Wandering Thoughts archives

2010-10-29

What problems the Maildir mail storage format solves

There is a relatively widespread view that the Maildir mail storage format is the solution to any issue that one is having with traditional mail message storage (cf the comment here). This is not exactly so, and as a result it is important to understand what problems Maildir actually solves and what ones it does nothing about. Or for that matter, the problems that Maildir can make worse.

(In this entry I'm going to compare Maildir against the traditional Unix mbox format.)

Maildir excels at all single-message updates, including deleting single messages and moving them into another folder. These can be done with relatively inexpensive filesystem operations or at the worst, rewriting a single message; by contrast, in mbox format a true delete or significant message modification generally requires copying the entire rest of the mailbox, and indexes can't help mbox at all.

(You can get fast 'delete' in mbox by just marking the message as deleted, but this doesn't reclaim any space and reclaiming space may be important to the user.)
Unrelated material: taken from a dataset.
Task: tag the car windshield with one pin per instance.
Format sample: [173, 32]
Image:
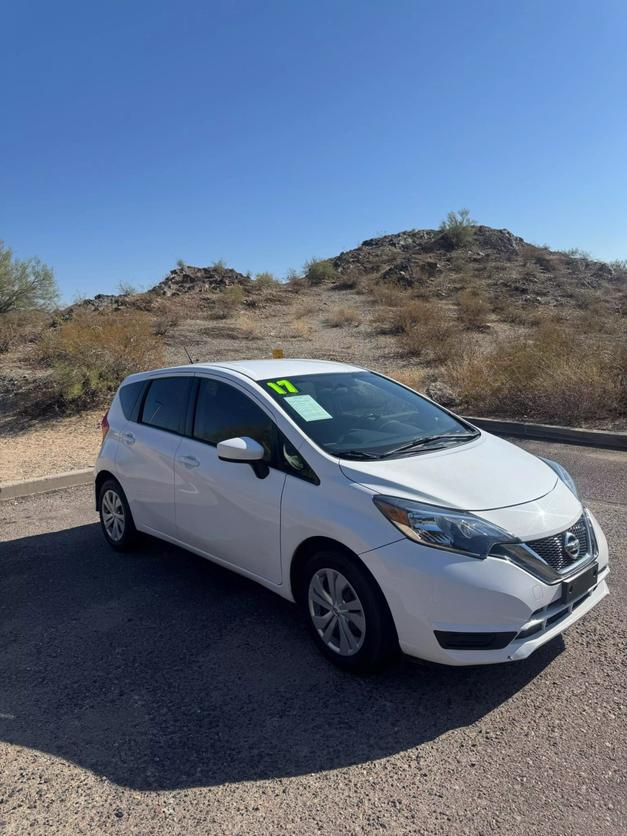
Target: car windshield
[363, 415]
If a message has known flags, Maildir gives you immediate access to it because you can open it by filename. If the message has unknown flags but you know its identifier, you need to scan the directory; this is likely to still be better than a linear read through the mbox file. Indexes can make mbox just as fast as Maildir, though.

Maildir is at best a modest help with any sort of sequential scan situation. If your mail client wants to see four headers from every message in a folder, you still have to open each message and read the first chunk of it. Whether reading the first chunk of a bunch of files is faster than a linear read through an mbox format file is an interesting question, and certainly Maildir isn't going to be faster than doing the equivalent with an indexed mbox file. Reading most of each message is all but certain to be worse than working on an mbox file, because using separate files defeats a lot of OS level readahead and the file data may well be more spread out across the disk than it would have been in a single file.

(If you want to accelerate this sort of scan, you need the relevant headers indexed and cached in some more conveniently digestible format. This is true of both mbox and Maildir.)

All of this assumes that you have either small directories (ie small folders) or non-linear directories and thus can assume that looking up a file in a directory is a very cheap operation. If you're on a Unix that still uses linear directories and you have large folders, simple filename lookup and manipulation can become quite an expensive operation itself (as can scanning the directory).

WhenMaildirWins written at 00:24:05; Add Comment

2010-10-18

The cache eviction death spiral

Here's a cache behavior I've touched on in passing several times but I feel like covering explicitly now. It's what I've taken to call the cache eviction death spiral, where cache evictions start you down a path to grinding death.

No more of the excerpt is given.